Database Performance

Since Zabbix uses a database for storing all data, database performance is absolutely critical for a scalable solution. Obviously, since so much data is written to the database server, I/O performance is one of the easiest bottlenecks to hit. I am lucky enough to have a SAN with Solid State Drives, but just because I have fast I/O doesn’t mean my environment is immune from DB issues! Here’s an example:

  • When I first started exploring the use of Zabbix in our large environment, I was running MySQL 5.5.18. The database ran just fine for a while, but once I hit around 700-750 NVPS, the MySQL process on my server would start using 100% CPU and the database performance ground to a halt. I tried playing around with configuration settings in MySQL, enabling large pages, partitioning tables, and tweaking various Zabbix settings, but none of that seemed to work at all. My much-smarter-than-I wife suggested upgrading MySQL to 5.6 to see what happened. Amazingly, the database performance was perfect after the upgrade. I never was able to get 5.5.18 to work, but 5.6.12 works great in my current environment. For reference, here’s a copy of my my.cnf file.

The graph below shows the number of queries running every second in my environment:

Database Queries/sec

Large environment Queries/sec

Notice that “Com_update” has the highest number of queries per second. The reason for this is that every value retrieved by Zabbix results in an update to the “items” table in the database. The other thing to point out with this is that the database is write-heavy. This means that the MySQL Query Cache will not help performance. In fact, it could cause a performance decrease due to the constant need to mark stored queries as invalid as data is modified.

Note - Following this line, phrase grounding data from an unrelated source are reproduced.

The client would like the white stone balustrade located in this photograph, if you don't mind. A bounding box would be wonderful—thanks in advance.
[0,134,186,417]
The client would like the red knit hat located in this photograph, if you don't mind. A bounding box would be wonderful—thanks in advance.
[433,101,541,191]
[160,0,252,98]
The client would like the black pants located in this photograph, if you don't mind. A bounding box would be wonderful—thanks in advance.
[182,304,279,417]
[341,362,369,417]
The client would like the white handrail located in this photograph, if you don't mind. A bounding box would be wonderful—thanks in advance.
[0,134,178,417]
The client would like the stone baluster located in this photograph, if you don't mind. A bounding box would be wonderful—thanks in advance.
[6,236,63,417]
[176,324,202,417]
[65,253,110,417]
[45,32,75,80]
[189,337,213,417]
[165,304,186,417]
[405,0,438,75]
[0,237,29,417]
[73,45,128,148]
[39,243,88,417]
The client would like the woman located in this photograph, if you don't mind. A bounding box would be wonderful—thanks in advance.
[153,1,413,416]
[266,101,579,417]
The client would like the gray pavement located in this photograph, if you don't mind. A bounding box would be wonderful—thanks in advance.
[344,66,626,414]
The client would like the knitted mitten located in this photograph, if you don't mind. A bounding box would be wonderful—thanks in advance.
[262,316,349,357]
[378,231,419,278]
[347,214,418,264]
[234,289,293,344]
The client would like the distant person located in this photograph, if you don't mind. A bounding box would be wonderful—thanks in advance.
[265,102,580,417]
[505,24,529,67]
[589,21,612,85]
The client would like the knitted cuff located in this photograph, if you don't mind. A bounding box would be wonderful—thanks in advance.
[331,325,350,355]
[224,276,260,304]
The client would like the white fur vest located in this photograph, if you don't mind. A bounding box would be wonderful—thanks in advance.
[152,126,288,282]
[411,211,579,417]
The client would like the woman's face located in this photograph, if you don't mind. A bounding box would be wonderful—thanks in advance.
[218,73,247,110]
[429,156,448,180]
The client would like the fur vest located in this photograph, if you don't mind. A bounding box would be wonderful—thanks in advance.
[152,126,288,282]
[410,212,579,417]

Another thing that can destroy the database performance in large environments is the Zabbix Housekeeper. It is highly suggested to disable the housekeeper in large environments. That can be done by changing the “DisableHousekeeping” configuration value in “zabbix_server.conf” to “1″. Of course, without the housekeeper enabled, no history/events/action data will ever be deleted. One of the ways around that limitation is to enable partitioning on your database. In my case, this is in MySQL. One of the limitations of MySQL 5.6.12 is that partitions cannot be used on tables that have Foreign Keys. Unfortunately, Foreign Keys are used heavily in Zabbix 2.0.x, but the history tables don’t have any. Partitioning the history tables yields two benefits:

  1. All history data in a table for a particular day/week/month/whatever can be self-contained in its own partition. This allows easy deletion of old data later on with almost no impact on the database server and it makes it easy to see just how much data is pulled into the environment for whatever timeframe your partitions are set.
  2. With MySQL InnoDB tables, deleting data does not release disk space. It simply creates areas in the InnoDB namespace that can later hold new data. It is impossible to shrink an InnoDB namespace, however, partitions can be deleted at will. Deleting partitions will cause disk space to be freed.
Learning how to partition things can be annoying at best, but there is an excellent article on zabbixzone.com about partitioning tables in Zabbix 1.8. The instructions can be modified to apply to 2.0.x with the history and trend tables. Many of the comments on the article from other users are useful and have modified versions of the original procedures that appear on the post. A copy of the stored procedures that I use to add/drop partitions are available here. These procedures create daily trend/history partitions and are modified versions of the procedures found on the zabbixzone.com article. Please note that you must first create partitions on your history tables before you can use the stored procedures. Also, my version of the procedures does NOT delete “trend” or “trend_uint” partitions. My trending data will theoretically be around forever.

To poll or not to poll…

Zabbix provides two different methods for retrieving data: active or passive. If you’re not clear on what the difference is, think of it like this – the Zabbix server/proxies pull data from agents for passive items and Zabbix agents push data to the Zabbix server/proxies for active items. By definition, Zabbix trapper items are active because they require data to be sent to the Zabbix server/proxy (using “zabbix_sender” or some other method).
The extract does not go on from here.